Die Praxistests für die d-pixx foto und d-pixx.de machen Spaß – aber sie sind trotzdem Arbeit. Deswegen nehme ich immer wieder eines der Testprodukte, um einfach mal so für mich zu fotografieren. Neulich z.B. mit dem Sigma 15mm F1,4 DC | Contemporary.

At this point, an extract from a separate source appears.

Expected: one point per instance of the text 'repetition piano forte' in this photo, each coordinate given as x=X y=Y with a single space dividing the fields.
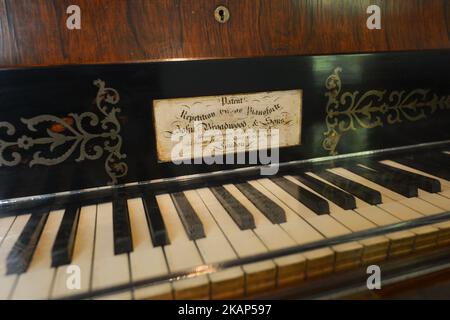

Kleine Erklärung vorab: Die Buchstaben DN zeigten jahrelang an, dass das entsprechende Sigma Objektiv speziell für den Einsatz an spiegellosen Systemkameras gerechnet wurde. Nun passt das auf alle aktuellen Sigma Objektive und die Objektivnamen werden um diese Buchstaben kürzer. DG steht aber nach wie vor für die Vollformattauglichkeit eines Sigma Objektivs, und DC bleibt, wenn es sich um Objektive für Kameras mit kleinen Sensoren handelt.
Zu den letzteren gehört das Sigma 15mm F1,4 DC | Contemporary. Es steht für APS-C-Kameras von Canon, Fujifilm und Sony zur Verfügung – leider nicht für MFT.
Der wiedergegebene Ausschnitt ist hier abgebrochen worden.